The math works like this. The S&P 500 had a price/earnings ratio of 19.35 at Friday’s close. Flip the P/E to get the E/P, or earnings yield, in this case, 5.17%, subtract the 2.75% 10-year yield, and you get an equity risk premium of 2.4%. Now, compare that to the start of the year, when the 10-year traded at 1.5%, and stocks traded at 21.5 times earnings, or an earnings yield of 4.65%. That meant stocks, even at a higher valuation, offered 3.15% more than a Treasury, meaning that investors earned a higher risk premium, despite the S&P 500’s higher P/E at the time.
All of this, of course, is due to the Federal Reserve, which is expected to aggressively raise interest rates this year and next as it battles historically high inflation. It may also be planning to begin “quantitative tightening,” or reducing its balance sheet, as early as its May meeting. Last week, comments from a number of officials at the central bank and the minutes from the last Fed meeting suggested the Fed will move aggressively to tighten policy, with a sizable half-point interest rate hike expected soon.
“Last week’s unexpectedly aggressive pivot by several Fed officials, who are normally considered to be of a more dovish persuasion, [has seen] U.S. 10-year, 5-year, and 2-year yields hit their highest levels in over three years,” said Michael Hewson, an analyst at broker CMC Markets.
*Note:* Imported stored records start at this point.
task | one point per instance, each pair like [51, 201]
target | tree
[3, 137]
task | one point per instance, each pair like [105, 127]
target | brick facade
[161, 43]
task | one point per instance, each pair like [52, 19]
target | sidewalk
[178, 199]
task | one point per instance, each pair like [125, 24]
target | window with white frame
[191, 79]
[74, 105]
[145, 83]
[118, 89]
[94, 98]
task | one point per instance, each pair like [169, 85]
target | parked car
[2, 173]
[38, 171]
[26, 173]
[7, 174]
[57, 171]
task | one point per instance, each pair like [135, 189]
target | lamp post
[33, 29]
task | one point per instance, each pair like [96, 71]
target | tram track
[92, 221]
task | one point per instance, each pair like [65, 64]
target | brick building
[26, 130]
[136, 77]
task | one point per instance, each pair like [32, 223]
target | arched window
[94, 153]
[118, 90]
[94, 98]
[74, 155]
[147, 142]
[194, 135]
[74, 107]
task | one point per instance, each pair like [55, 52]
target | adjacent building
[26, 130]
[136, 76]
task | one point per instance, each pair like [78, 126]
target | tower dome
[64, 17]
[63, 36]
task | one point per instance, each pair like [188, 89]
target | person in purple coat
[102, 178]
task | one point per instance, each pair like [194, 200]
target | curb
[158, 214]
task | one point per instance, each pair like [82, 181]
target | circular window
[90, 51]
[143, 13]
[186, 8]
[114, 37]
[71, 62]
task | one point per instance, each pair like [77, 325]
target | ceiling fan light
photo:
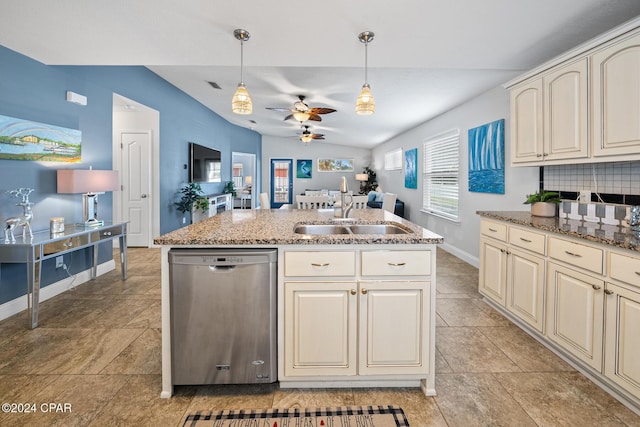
[365, 105]
[301, 116]
[241, 102]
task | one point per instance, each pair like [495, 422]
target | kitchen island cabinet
[354, 309]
In the spotlight this week will be a key U.S. inflation reading. The release Tuesday of the consumer-price index for March will be the last CPI data the Fed receives before its next meeting on monetary policy.
Also in focus is the start of the first-quarter earnings season. While just 15 companies in the S&P 500 will report results, they include major U.S. financial groups
JPMorgan Chase
(ticker: JPM) and
BlackRock
(BLK) on Wednesday, before
Citigroup
(C),
Morgan Stanley
(MS),
Goldman Sachs
(GS), and
Wells Fargo
(WFG) on Thursday.
In the commodity space, oil prices dropped 2.5%, with futures for U.S. benchmark West Texas Intermediate crude down to $96 a barrel. The Russia-Ukraine war, which has roiled commodity markets for almost two months and pushed WTI up as high as near $130, continues to constrain global crude markets.
Cryptocurrencies were lower, in line with stocks.
Bitcoin
prices lost more than 1% over the past 24 hours and were holding above $42,000; the leading digital asset was trading above $45,000 less than a week ago. Smaller peer
ether
lost almost 3% to around $3,150.
Here are three stocks on the move Monday:
Twitter
(TWTR) has fallen 3% in premarket trading after CEO Parag Agrawal said Sunday that Elon Musk—the CEO of Tesla (TSLA) who recently took a 9.2% stake in the social media group—wouldn’t be joining the Twitter board, after all.
Ericsson
(ERIC) has declined 1.2% in premarket trading after the Swedish telecom group said that it had suspended its business in Russia and recorded a 900 million Swedish krona ($95 million) impairment in the first quarter as a result.
Société Générale
(GLE.France) rose more than 6% in Paris trading after the French banking giant said it would divest from Russia with the sale of its Rosbank stake to Russian oligarch Vladimir Potanin.